Written By Amanda Jameson, People Person Tutor For Enhanced Prep
When it comes to developing extracurriculars for college applications, it can seem like folks who are into more “traditional” activities often have the upper-hand. We’ve all heard inspiring narratives around sports, volunteering, and traveling abroad, and it can seem like those are the only types of personal stories that colleges want to hear about. For those of us interested in more inward-facing activities—reading, writing, watching movies, roleplaying, or playing games of the video- or even board- varieties—developing one of those traditional extracurricular activities just to satisfy a college can seem unsatisfying, to say the least. But you don’t have to try to fit in just to get in. Colleges absolutely like folks who are interested in more inward-facing activities –and they’ll like those qualities even more when you share them with the world.
One of the traits colleges are looking for is the ability to look beyond yourself and participate in your community at large. An easy way? Find a local non-profit organization that you support, and find a way to raise money for it by doing something you love. Into video games? Fundraise for an organization while you do your Twitch livestreams. Don’t want to be limited to just video games? Participate in Extra Life, a yearly gaming-of-all-sorts marathon that helps you raise money for your local Children’s Miracle Network hospital. Like to read? Find adults in your life willing to pledge a dollar for every book you read in a year, then give the money to charity. Whatever you love to do, you can find a way to make it financially benefit your community.
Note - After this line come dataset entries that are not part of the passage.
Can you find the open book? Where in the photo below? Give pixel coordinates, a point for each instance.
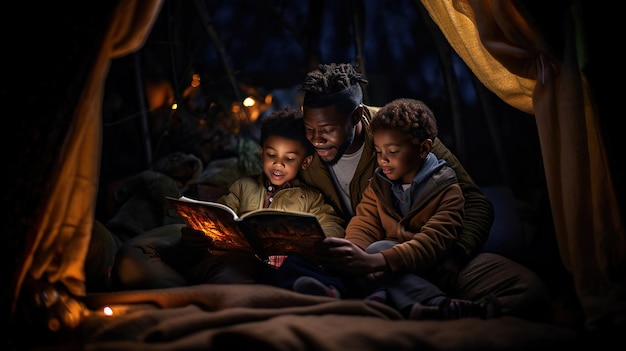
(266, 232)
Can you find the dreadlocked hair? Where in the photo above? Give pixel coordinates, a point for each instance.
(332, 78)
(408, 115)
(286, 123)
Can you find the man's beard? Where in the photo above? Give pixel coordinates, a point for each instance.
(342, 149)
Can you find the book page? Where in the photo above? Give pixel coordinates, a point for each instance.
(283, 233)
(215, 220)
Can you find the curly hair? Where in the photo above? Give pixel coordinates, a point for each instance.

That said, colleges aren’t only looking for you to give back monetarily. Contributing to the sum of human knowledge is important, too. If you like writing, you can keep a blog about a subject you’re interested in, fact or fiction, and add to it every other week. More interested in journalism? Research topics that are frequently in the news, then submit opinion pieces to your local paper. If you’re a film buff, start releasing YouTube or audio reviews of the films you love or hate the most, then discuss in depth why you feel that way. If you’re a reader with a radio-worthy voice, consider contributing to public domain audiobook repositories such as LibriVox. As long as you demonstrate that you’re dedicated by making consistent contributions, colleges will love to see what you’re passionate about.
So whether it’s playing sports yourself or scoring in NBA 2K; volunteering in person with an organization or volunteering your writing; traveling to another country for a week or to Westeros for five books, you’ve got what it takes to get a college’s attention. Colleges are looking for applicants with passion who can also follow-through—and that includes those of us with inward-facing hobbies, too.